When he returned, his therapist helped him change his view of who he was. He started thinking of himself not as a blind man, but a man who just happens to be blind. “That woman saved my life,” said Edison.
In April 2011, Edison and his friend were watching movies when they decide to record Edison while he critiques the movie. That first critique was of the movie “Scream 4”. After they uploaded the review to YouTube, Edison went to work. Three days later, he got a call from the Lazlow Show and was tweeted by Roger Ebert.
“We recorded this video of me trying to use an ATM machine, and if you get the chance, you should go watch it, and after we uploaded it, we started getting a bunch of questions from people,” said Edison. That was when they decided to create the YouTube channel, The Tommy Edison Experience, where Edison would answer questions from viewers.

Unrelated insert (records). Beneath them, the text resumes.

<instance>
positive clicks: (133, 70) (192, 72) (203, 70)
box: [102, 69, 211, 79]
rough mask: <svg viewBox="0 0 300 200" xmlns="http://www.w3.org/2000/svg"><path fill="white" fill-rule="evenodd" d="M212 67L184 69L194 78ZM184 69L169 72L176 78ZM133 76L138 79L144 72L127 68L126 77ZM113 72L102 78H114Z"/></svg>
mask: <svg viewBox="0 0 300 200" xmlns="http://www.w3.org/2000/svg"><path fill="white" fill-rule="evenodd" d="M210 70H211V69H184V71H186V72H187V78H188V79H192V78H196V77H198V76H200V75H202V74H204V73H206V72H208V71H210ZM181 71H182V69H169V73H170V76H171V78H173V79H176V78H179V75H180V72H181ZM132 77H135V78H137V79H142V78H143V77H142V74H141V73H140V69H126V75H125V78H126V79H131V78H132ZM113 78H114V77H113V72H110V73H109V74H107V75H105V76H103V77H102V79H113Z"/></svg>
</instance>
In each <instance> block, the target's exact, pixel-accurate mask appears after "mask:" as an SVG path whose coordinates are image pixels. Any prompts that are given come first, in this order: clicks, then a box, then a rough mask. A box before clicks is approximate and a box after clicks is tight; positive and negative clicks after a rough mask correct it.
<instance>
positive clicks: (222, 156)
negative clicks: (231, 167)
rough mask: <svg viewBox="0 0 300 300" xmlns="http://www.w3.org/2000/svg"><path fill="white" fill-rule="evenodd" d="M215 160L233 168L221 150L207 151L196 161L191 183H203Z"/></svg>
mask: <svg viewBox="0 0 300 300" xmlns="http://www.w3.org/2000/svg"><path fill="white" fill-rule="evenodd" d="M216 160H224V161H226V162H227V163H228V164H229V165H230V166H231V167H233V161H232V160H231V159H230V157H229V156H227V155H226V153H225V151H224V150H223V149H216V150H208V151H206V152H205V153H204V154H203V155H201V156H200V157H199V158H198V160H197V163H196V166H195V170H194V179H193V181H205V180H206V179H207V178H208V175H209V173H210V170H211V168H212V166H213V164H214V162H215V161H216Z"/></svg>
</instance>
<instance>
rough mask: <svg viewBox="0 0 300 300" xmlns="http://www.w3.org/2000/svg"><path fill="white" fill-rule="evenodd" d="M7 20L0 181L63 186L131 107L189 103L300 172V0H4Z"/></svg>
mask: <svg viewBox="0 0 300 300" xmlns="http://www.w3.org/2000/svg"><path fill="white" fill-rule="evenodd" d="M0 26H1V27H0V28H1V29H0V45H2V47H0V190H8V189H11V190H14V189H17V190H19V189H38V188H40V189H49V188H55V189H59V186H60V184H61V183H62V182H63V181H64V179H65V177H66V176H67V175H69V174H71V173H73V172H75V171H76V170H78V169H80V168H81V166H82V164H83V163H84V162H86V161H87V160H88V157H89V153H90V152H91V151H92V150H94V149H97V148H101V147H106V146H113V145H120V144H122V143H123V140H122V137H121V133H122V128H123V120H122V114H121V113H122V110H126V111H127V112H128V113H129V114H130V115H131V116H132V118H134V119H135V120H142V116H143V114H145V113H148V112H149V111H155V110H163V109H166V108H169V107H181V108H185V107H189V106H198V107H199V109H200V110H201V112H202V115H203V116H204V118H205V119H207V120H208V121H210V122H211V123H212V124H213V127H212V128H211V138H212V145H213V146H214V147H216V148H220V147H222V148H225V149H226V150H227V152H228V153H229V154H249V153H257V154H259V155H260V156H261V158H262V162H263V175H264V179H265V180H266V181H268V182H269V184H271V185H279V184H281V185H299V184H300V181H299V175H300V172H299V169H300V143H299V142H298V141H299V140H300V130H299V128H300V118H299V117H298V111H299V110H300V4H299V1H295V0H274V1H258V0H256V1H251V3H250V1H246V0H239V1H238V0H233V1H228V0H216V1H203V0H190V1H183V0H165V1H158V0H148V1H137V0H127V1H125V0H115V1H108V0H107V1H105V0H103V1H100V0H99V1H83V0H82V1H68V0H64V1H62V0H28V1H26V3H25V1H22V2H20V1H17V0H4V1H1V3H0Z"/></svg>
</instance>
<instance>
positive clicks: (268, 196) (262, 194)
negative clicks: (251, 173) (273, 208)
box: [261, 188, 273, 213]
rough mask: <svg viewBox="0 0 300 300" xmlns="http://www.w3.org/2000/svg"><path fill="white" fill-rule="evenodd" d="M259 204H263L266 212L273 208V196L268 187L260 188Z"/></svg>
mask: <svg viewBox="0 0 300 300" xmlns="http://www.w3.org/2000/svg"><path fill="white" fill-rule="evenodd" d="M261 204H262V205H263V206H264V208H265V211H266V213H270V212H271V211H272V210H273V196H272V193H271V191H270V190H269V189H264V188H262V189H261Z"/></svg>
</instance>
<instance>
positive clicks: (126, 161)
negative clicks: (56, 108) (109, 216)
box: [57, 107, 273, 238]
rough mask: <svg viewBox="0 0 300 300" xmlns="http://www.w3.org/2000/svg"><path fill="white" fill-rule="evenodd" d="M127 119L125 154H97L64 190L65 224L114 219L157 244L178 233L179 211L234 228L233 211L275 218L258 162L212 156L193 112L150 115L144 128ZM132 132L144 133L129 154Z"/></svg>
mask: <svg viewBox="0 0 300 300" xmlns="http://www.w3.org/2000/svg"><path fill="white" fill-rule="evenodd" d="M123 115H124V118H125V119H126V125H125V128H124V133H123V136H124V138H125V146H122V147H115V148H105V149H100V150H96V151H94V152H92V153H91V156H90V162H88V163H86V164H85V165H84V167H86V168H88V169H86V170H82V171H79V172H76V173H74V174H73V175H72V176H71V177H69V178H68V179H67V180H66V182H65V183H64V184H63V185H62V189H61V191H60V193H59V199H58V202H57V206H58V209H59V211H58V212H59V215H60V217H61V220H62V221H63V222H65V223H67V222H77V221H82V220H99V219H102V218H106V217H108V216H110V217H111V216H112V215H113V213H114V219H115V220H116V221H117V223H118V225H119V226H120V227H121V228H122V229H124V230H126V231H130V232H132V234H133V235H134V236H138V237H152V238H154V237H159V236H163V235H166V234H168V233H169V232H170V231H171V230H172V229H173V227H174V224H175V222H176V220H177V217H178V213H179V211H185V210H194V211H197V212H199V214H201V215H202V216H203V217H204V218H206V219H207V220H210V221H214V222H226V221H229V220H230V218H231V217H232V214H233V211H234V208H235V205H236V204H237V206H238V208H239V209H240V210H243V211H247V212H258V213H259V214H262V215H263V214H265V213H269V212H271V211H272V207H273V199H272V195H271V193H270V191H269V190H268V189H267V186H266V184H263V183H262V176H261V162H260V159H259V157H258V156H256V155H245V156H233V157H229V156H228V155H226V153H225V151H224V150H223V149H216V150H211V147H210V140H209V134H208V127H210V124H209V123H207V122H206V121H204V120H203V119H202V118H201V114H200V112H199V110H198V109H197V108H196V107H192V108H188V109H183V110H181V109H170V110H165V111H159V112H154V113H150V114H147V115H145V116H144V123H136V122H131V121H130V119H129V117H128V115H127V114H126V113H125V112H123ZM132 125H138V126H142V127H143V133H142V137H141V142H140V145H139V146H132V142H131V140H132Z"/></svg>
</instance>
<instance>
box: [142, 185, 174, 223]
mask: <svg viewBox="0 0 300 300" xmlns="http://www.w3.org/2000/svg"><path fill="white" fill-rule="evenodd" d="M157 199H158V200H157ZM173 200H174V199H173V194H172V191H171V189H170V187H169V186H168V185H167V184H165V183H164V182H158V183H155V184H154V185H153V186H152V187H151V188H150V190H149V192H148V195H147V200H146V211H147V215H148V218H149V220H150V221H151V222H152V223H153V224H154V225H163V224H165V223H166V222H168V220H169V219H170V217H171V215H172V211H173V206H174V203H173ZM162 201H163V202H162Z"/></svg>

Some of the questions he has been asked and answered include the following: Does it bother you when people are naked around you? Do you ever wonder what you look like? How did you find out your sexual orientation? When do you know to stop wiping in the bathroom?
“Feel free to ask me anything you guys want because, really, I’ve probably already been asked something a lot stranger before,” said Edison as he started the Q&A.
Students asked Edison a variety of questions. One student asked him what his most memorable experience as a DJ was. Edison shared an entertaining and memorable anecdote of when he was working a morning show.
He and his co-host often liked to sing along to the records they played, only they would changed parts of the song. They called this ritual “Dirty Records” because their versions were often more salacious than the original song. One morning they are playing “Dirty Records” with ‘Cruisin’ by Gwyneth Paltrow and Huey Lewis.
“So we’re singing, only we didn’t know that Tad, our producer, actually recorded us the whole time,” said Edison. During this particular instance, Edison had been singing the chorus line “Cruise with me, baby” only replace the word cruise with f—. The station had aired that recording, and Edison said he couldn’t sleep.
However, his boss had laughed the situation off and calmed Edison’s worries.
Morgan Meridian, 18, is a business major who attended the event and listened to Edison’s humorous and inspiring stories. “I loved it. His perspectives you can learn from. I loved his story about the radio recording,” she said.
Edison also shared what it is like for him to dream. Yes, the blind can dream. He said the most intense dream he ever had was after his mother died. He dreamed she called him and faked her death. She came to visit him, and he could hear her voice clearly. He could smell her perfume. He could feel her touch.
“He was very open about being blind, and that was really cool. He was lighthearted, and I can’t wrap my mind about how he dreams, but his dreams are really cool,” said Tiara Duun, 19, a nursing student who attended the event.
Jason Watkins, the assistant director of Programs and Services, met Edison last year at a conference and invited him to speak at CSU Bakersfield. “He’s just such a great guy. I’ve gotten to know him over time, talking about music, baseball, and he really is a great dude,” he said.
“In order to get yourself, you have to be with yourself. My life changed as soon as I got that. Don’t push things aside and enjoy yourself,” said Edison. Edison was contacted last year by a literary agent from New York. He is currently in the process of writing the book proposal.